Ich hab gerade mal die Heldenreise auf mein aktuelles Projekt angewandt - bin die Punkte durchgegangen und hab geprüft, ob sie vorhanden sind. Neun von zehn treffen bereits zu, einer fehlt noch, wird aber kommen.

Krass, dass man anscheinend so sehr in diesen Strukturen denkt, dass man sie ohne sie bewusst zu kennen trotzdem anwendet! :o

(Ich bin jetzt nur auf den Link im Eingangsposting eingegangen, die durchaus interessanten Beiträge zu NLP etc. hab ich quer gelesen, dazu muss ich wacher sein).

Debbie

Außer Campbell, kann ich auch noch James N. Frey (ja, das ist der, der "Wie man einen verdammt guten Roman schreibt" schrieb  ;)) empfehlen. Sein Buch "The key" geht auf etwas modernere Art auf das Thema ein.
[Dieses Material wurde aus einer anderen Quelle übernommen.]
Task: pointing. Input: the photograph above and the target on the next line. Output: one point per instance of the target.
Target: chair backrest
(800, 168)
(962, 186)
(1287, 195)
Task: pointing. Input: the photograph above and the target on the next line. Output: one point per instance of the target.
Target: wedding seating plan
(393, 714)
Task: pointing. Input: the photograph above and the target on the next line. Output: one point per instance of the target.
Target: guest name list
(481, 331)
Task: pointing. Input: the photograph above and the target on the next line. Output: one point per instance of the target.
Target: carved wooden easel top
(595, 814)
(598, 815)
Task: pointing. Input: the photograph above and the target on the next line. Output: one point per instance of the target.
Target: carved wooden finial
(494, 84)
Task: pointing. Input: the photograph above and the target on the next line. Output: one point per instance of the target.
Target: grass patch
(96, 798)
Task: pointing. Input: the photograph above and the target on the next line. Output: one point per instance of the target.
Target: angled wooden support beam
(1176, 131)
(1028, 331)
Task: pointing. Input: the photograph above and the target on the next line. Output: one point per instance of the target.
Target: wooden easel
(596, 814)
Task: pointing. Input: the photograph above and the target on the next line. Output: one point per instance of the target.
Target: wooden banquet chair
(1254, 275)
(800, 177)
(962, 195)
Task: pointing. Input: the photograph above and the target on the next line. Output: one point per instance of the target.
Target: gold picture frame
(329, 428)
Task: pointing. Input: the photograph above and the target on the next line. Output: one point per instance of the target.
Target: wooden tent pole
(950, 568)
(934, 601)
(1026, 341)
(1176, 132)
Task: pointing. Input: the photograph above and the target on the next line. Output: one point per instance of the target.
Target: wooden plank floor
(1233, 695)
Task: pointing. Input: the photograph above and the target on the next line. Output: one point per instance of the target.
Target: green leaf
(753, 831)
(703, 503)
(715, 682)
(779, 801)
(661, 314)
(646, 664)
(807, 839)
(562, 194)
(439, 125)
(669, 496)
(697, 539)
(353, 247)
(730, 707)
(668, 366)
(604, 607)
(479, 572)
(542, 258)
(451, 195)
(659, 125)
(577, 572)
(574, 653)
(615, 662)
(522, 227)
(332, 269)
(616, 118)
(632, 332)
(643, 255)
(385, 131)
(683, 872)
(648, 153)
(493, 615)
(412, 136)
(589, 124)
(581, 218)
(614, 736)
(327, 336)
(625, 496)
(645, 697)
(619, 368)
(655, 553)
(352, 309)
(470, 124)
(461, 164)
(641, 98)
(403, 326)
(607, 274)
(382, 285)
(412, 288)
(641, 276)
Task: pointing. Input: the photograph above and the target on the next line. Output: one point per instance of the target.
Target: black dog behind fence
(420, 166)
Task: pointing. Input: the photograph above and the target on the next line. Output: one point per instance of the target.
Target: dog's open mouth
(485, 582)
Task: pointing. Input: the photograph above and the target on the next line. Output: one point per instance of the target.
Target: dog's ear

Da ich die meisten Ratschläge darin als logisch empfand, war es für mich jetzt nicht unbedingt ein Augenöffner... Aber es hilft sicher wenn man sich eingehender mit dem Thema beschäftigen möchte und nach einer methodischen Herangehensweise sucht  :lehrer:

Ich kann aus Erfahrung sagen, dass ich Geschichten, die der Struktur der Heldenreise weitgehend/komplett folgen, lieber lese, als andere. Wenn ich eine Geschichte lese, die dem Muster nicht folgt, bleibt hinterher das Gefühl "es hätte etwas gefehlt" - ein unterbewusster Vorgang, den ich wohl nicht steuern kann  :-\
Wahrscheinlich resultiert auch meine Vorliebe für Fantasy aus dieser Präferenz - denn im Fantasy-Genre findet man diese Struktur wohl am häufigsten.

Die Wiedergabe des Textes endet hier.